Entering the odd world of Shirley Jackson, her husband and family is the fictional character, Rose Nemser. Rose is the first-person narrator of Shirley. Her husband, Fred, is a protégé of Shirley Jackson’s husband, Stanley Hyman. Rose and Fred have sort of been adopted by Shirley Jackson and her husband and live with the family in their large house. Fred has a job teaching at Bennington College with Stanley. Rose and Fred have an infant daughter, Natalie.

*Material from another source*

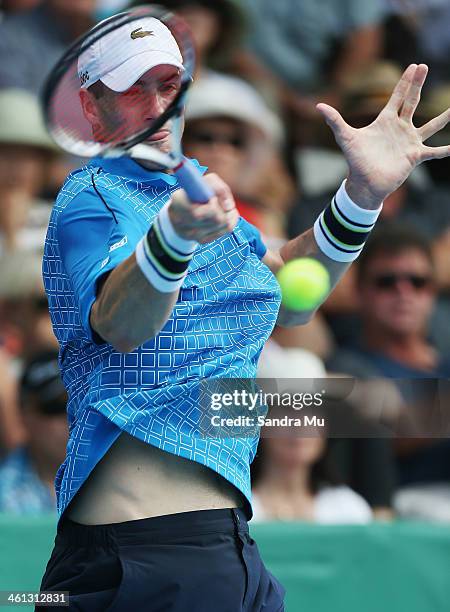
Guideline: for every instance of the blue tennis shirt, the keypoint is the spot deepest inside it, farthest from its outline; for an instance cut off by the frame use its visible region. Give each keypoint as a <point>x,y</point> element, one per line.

Rose is very young, has literary aspirations of her own, and is awed to be in the household with the celebrated writer Shirley Jackson and her not-quite-as-celebrated husband. Rose helps out with the housework and the cooking and becomes a confidante and friend of Shirley Jackson. Rose also comes to understand the strange marriage that is Shirley and Stanley’s. Shirley is a large woman, unattractive and bespectacled. Stanley is exposed every day to willing young college girls who adore their professors, no matter how unattractive they are. That Stanley is cheating on Shirley is understood, even by Shirley. (“He’s a magician of the loins,” Shirley says.) In a scene reminiscent of the movie, Terms of Endearment, Rose discovers that her own husband is also cheating with a female student.

Hanging over the Jackson-Hyman household (for Rose, anyway) is the unsolved murder of a Bennington college student from years earlier, one Paula Welden, who was lost in the Vermont mountains and was never seen again. Rose comes to believe that Paula Welden was one of Stanley’s extramarital dalliances and that Shirley, in a fit of jealousy, might have done away with her. Of course, we never know for sure.

Shirley is an interesting (though speculative) account of Shirley Jackson’s private life. We come to see Shirley Jackson as a real person, rather than just a shadowy literary figure. People who have an interest in Shirley Jackson or her work will find the book intriguing. About ninety-nine percent of other people, though, will know she’s not Jennifer Lopez and will say: “Who the hell is Shirley Jackson?” Not everybody majored in English.